Chapter 21

2K 255 39
                                    

Happy Reading ❤

-💃-

Gadis yang sedang menyisir rambutnya itu sesekali mengalihkan pandangannya ke ambang pintu, berharap laki-laki itu datang dengan senyuman jahilnya. Sudah dua hari sejak kejadian hari itu, Delvin tidak lagi mengunjungi Seren ke rumah sakit. Tidak ada pesan singkat yang sekadar menanyakan kabar, tidak ada Delvin yang sering mengejutkan Seren saat di rumah sakit dan tidak ada Delvin yang sering membuatnya berteriak kesal. Ia merindukan sosok itu, tapi di sisi lain ia juga tidak ingin Delvin berubah menjadi kasar hanya karena perasaannya.

Apa yang dikatakan Delvin tidak salah, tapi selagi peluang-peluang itu masih ada maka Seren akan tetap percaya pada kemungkinan-kemungkinan yang entah seperti apa akhirnya. Apakah berakhir seperti yang diinginkan atau berakhir tragis karena bertolak belakang dengan ekspektasi, hanya waktu yang dapat menjawab segalanya.

Ia meletakkan kembali sisir yang sebelumnya ia gunakan. Ia berniat mengambil ponsel yang berada di pangkuannya. Matanya melotot melihat rambutnya yang rontok, ia mengumpulkan satu per satu rambutnya lalu berjalan ke arah tempat sampah. Ia sudah tahu hal ini akan terjadi. Dalam hitungan detik, ia terkekeh mengingat dirinya akan sama dengan Ado. Mereka akan terlihat seperti pasangan yang serasi, menggunakan kursi roda dan rambut yang ditutupi dengan topi khusus.

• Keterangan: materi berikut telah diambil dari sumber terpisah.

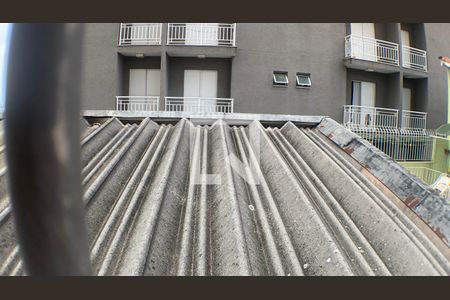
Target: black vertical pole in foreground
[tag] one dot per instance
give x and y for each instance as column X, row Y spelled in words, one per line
column 42, row 147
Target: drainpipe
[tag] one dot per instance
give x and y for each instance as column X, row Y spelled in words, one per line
column 42, row 147
column 445, row 61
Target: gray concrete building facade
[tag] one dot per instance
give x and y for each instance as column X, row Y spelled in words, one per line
column 375, row 64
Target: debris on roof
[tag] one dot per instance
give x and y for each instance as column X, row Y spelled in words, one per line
column 185, row 199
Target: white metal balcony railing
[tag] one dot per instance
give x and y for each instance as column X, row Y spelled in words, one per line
column 202, row 34
column 379, row 126
column 414, row 58
column 140, row 34
column 370, row 49
column 400, row 144
column 366, row 116
column 137, row 103
column 199, row 104
column 414, row 119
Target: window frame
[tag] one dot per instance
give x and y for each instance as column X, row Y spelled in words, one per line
column 277, row 83
column 303, row 86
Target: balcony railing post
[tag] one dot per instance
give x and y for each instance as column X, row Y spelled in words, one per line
column 42, row 148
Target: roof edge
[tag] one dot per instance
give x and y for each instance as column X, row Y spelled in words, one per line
column 424, row 201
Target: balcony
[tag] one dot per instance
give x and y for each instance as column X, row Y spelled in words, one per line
column 202, row 34
column 414, row 58
column 199, row 104
column 137, row 103
column 140, row 34
column 366, row 116
column 379, row 126
column 373, row 50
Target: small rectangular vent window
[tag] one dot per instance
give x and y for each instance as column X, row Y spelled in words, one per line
column 303, row 80
column 280, row 79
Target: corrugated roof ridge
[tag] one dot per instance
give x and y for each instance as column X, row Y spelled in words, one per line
column 279, row 233
column 127, row 204
column 348, row 236
column 381, row 200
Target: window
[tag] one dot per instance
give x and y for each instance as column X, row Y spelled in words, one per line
column 303, row 80
column 280, row 78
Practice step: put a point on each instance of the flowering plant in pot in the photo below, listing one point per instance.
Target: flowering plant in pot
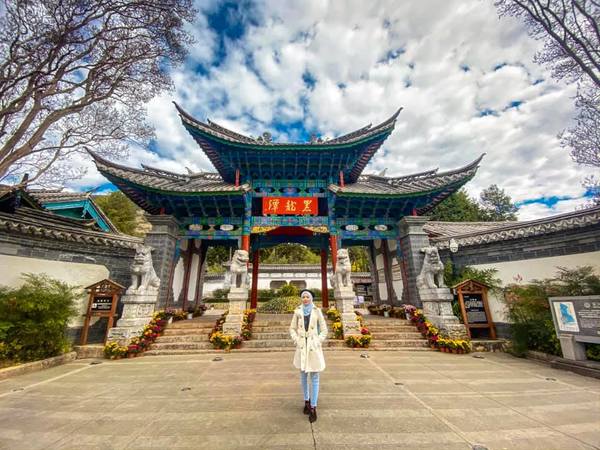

Seren mengambil buku yang berada di nakas. Jemarinya bergerak menuliskan dua kalimat yang mengatakan bahwa ia akan menemui Ado dan meminta mamanya agar tidak cemas. Seren meletakkan ponselnya di samping buku itu bersamaan dengan pulpen.

Kakinya kian melangkah, menyusuri lorong rumah sakit yang sebagian besar sudah ia hafal. Ternyata menemukan ruangan Ado tidak sesulit saat pertama kali mencarinya sendiri. Ado benar, Seren tidak perlu malu untuk bertanya apalagi sampai letih mencari ruangannya.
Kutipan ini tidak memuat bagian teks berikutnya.